Ich warte sehsüchtig auf das Spiel und vertreibe mir gerade die Zeit mit Dragon Age, wobei das wohl doch eher die falsche Wortwahl ist, denn DA ist ebenso ein grossartiges Spiel. Nur reizt mich der SciFi Hintergrund von ME noch mehr als Fantasy, aber das ist nun einmal Geschmackssache. Egal ob die Gameplay Änderungen das Spiel für einige zum 3rd Person Shooter machen oder nicht, die Art und Weise wie Bioware es vermag Geschichten zu erzählen ist mMn unerreicht im Moment. Darum, und um glaubhafte Charaktere, geht es mir zuallererst in einem RPG, und weniger um die Spielmechanik - denn es heisst ja nun einmal Rollenspiel, und daher spielt man eben zuerst einmal die Rolle eines Charakters. Welche Mechanik dem ganzen zu Grunde liegt, ob rundenbasiert oder Echtzeit, ob ausgewürfelte Gefechte oder Shooter Elemente, sind mir in dem Zusammenhang dann reichlich egal.
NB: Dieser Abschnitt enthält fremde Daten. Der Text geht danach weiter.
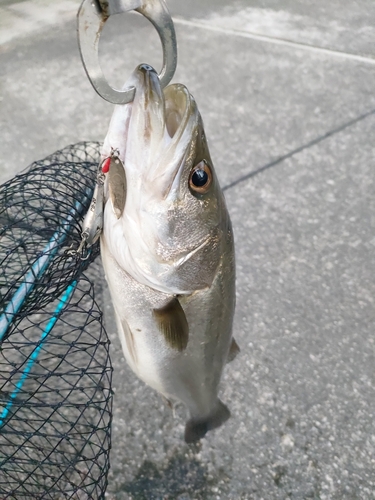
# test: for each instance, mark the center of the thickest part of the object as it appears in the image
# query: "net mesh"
(55, 370)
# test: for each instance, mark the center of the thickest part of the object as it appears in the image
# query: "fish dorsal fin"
(117, 186)
(173, 324)
(233, 351)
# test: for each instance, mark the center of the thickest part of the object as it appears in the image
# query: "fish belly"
(193, 375)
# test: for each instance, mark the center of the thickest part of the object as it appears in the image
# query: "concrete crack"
(275, 40)
(319, 139)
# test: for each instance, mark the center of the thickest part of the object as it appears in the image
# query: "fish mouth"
(161, 128)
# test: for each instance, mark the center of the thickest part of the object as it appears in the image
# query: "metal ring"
(91, 18)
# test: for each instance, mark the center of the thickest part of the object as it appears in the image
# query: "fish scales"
(168, 251)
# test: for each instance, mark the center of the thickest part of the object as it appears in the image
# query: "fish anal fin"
(172, 323)
(197, 428)
(233, 351)
(117, 186)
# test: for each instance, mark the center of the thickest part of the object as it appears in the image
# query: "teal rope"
(34, 355)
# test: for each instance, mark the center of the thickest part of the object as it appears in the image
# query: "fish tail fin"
(196, 428)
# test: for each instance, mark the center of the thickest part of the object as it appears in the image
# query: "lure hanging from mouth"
(167, 250)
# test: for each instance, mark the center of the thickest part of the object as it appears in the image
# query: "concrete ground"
(287, 93)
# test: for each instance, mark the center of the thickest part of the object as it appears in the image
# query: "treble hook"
(92, 16)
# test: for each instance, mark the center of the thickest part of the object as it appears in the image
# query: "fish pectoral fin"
(172, 323)
(233, 351)
(197, 428)
(117, 186)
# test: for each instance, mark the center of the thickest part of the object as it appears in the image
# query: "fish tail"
(196, 428)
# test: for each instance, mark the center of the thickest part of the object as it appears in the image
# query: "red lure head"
(105, 165)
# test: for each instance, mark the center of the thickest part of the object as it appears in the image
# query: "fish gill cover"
(55, 370)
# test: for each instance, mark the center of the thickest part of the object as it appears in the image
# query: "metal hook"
(92, 16)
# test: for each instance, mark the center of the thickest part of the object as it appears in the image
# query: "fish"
(167, 249)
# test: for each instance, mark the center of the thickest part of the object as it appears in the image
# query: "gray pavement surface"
(287, 93)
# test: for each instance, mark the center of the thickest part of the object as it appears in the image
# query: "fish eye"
(200, 178)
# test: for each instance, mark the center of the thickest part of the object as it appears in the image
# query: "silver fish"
(167, 250)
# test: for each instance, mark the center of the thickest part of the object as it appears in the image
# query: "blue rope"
(34, 355)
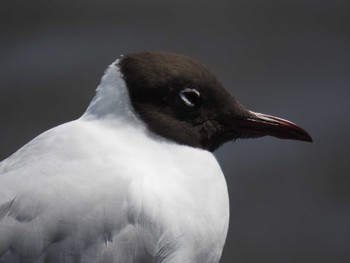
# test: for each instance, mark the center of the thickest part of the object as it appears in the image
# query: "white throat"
(112, 101)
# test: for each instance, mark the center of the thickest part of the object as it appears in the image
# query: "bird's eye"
(191, 97)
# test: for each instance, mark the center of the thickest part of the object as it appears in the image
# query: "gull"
(134, 179)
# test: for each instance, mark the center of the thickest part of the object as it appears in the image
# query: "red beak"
(258, 124)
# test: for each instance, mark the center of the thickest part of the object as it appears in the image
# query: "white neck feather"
(111, 102)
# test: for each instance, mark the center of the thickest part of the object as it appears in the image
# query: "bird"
(134, 179)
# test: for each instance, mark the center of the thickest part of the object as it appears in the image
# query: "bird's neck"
(111, 102)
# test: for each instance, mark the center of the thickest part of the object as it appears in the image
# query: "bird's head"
(180, 99)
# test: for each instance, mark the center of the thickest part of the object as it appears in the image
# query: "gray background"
(289, 200)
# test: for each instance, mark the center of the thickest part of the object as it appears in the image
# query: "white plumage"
(104, 188)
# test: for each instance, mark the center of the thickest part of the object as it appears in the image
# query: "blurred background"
(290, 201)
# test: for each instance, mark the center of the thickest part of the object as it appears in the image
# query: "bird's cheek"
(209, 128)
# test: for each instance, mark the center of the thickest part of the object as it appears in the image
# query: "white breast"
(105, 189)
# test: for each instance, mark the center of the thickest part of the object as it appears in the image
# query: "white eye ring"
(185, 99)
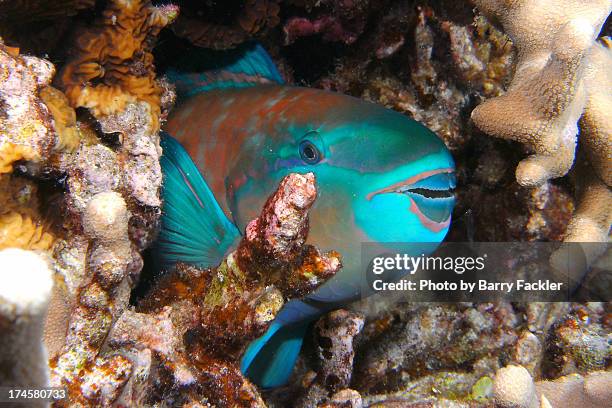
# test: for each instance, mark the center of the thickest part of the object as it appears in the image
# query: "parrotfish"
(239, 129)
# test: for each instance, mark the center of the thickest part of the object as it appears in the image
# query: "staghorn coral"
(111, 62)
(548, 93)
(25, 288)
(515, 388)
(24, 118)
(27, 133)
(196, 323)
(251, 17)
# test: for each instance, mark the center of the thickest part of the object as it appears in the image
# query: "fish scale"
(381, 177)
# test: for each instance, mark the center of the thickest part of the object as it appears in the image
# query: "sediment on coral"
(196, 323)
(328, 385)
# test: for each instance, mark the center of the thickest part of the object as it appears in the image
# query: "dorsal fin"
(204, 70)
(194, 229)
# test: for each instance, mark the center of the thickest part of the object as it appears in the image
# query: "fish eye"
(309, 152)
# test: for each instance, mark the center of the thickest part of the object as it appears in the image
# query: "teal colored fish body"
(381, 177)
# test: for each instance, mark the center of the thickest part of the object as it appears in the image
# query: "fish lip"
(407, 186)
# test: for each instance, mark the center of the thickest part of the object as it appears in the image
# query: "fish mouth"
(431, 194)
(432, 184)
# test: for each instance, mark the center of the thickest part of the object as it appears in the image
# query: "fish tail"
(269, 360)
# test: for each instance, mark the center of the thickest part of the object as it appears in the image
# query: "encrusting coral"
(547, 94)
(247, 19)
(334, 334)
(515, 388)
(24, 298)
(27, 132)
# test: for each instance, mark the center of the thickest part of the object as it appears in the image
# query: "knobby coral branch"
(197, 322)
(554, 40)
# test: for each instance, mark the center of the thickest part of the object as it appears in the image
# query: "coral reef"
(80, 181)
(546, 97)
(24, 298)
(26, 133)
(328, 386)
(342, 21)
(23, 11)
(249, 18)
(560, 77)
(515, 388)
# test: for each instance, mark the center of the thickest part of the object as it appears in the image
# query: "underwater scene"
(306, 203)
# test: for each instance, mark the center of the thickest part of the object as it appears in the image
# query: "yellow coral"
(64, 119)
(116, 53)
(21, 231)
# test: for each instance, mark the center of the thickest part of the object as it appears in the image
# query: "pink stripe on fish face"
(431, 225)
(408, 182)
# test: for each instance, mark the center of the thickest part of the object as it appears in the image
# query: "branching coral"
(334, 336)
(27, 132)
(342, 21)
(25, 288)
(547, 95)
(515, 388)
(250, 18)
(111, 63)
(197, 322)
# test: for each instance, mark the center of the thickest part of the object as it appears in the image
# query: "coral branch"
(196, 323)
(547, 95)
(515, 388)
(334, 336)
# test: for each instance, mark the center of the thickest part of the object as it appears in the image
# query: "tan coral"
(514, 388)
(547, 96)
(64, 119)
(112, 63)
(595, 124)
(254, 17)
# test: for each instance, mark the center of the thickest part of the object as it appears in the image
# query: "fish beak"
(431, 195)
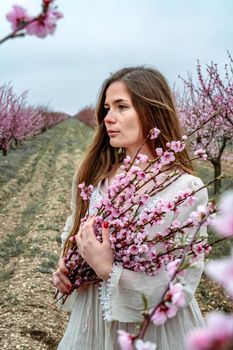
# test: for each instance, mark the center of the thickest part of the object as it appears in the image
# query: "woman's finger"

ME 2 ist gekauft!


----------



## einkaufswagen (25. Januar 2010)

Boah sorry PCG, aber das geht mal gar nicht! Erst spoilert ihr ohne Warnung den Inhalt des Intros, dann die drei Szenen und jetzt auch noch den Abspann. Leute, das Spiel iss noch nicht draußen und das Material daher garantiert aus einer illegalen Version (da ich nicht glaube, das die Presse die Freigabe hat, entsprechendes Material selbst anzufertigen/veröffentlichen). Ich finds mehr als dreist, derartiges auf eurer Seite zu posten! Ganz schön arm...


----------



## Malifurion (25. Januar 2010)

Man da sieht man erstmal wie krass die die Grafik verbessert haben....ne da kommt mein Rechner absolut an die Grenzen des Wahnsinns. Schade muss ich für Box holen.

mfg


----------



## DomShadow (25. Januar 2010)

Hatte es in unter 24h durchgespielt. 

 Endgegner war ziemlich leicht


----------



## McDrake (25. Januar 2010)

DomShadow schrieb:


> Hatte es in unter 24h durchgespielt.
> 
> Endgegner war ziemlich leicht


 Ach du toller Hecht, hast das Spiel schon durch...
 Ich kann mich dagegen noch tierisch darauf freuen. Und ich werde sicherlich länger haben um das Game durchzuspielen.
 Werd wieder jeden Winkel und jedes Gespräch führen, das es gibt


----------



## Airmac01 (25. Januar 2010)

DomShadow schrieb:


> Hatte es in unter 24h durchgespielt.
> 
> Endgegner war ziemlich leicht


 das spiel erscheint doch erst am donnerstag? oO
 vlt hast du es mit mass effect 1 verwechselt


----------



## Shadow_Man (25. Januar 2010)

Airmac01 schrieb:


> DomShadow schrieb:
> 
> 
> > Hatte es in unter 24h durchgespielt.
> ...


 Dann nehme ich leider mal an, dass er zu den Leuten gehört, die leider die "böse Version" gespielt haben. Find' ich echt schade, dass die sowas auch noch rausposaunen, denn bei Mass Effect 2 wurde extra auf DRM-Maßnahmen verzichtet. Wegen solcher Trottel (Sorry, aber ist so) bekommen wir Käufer dann wieder irgendwelche übertriebene Kopierschutzmaßnahmen aufgedrängt. DAS ärgert mich. 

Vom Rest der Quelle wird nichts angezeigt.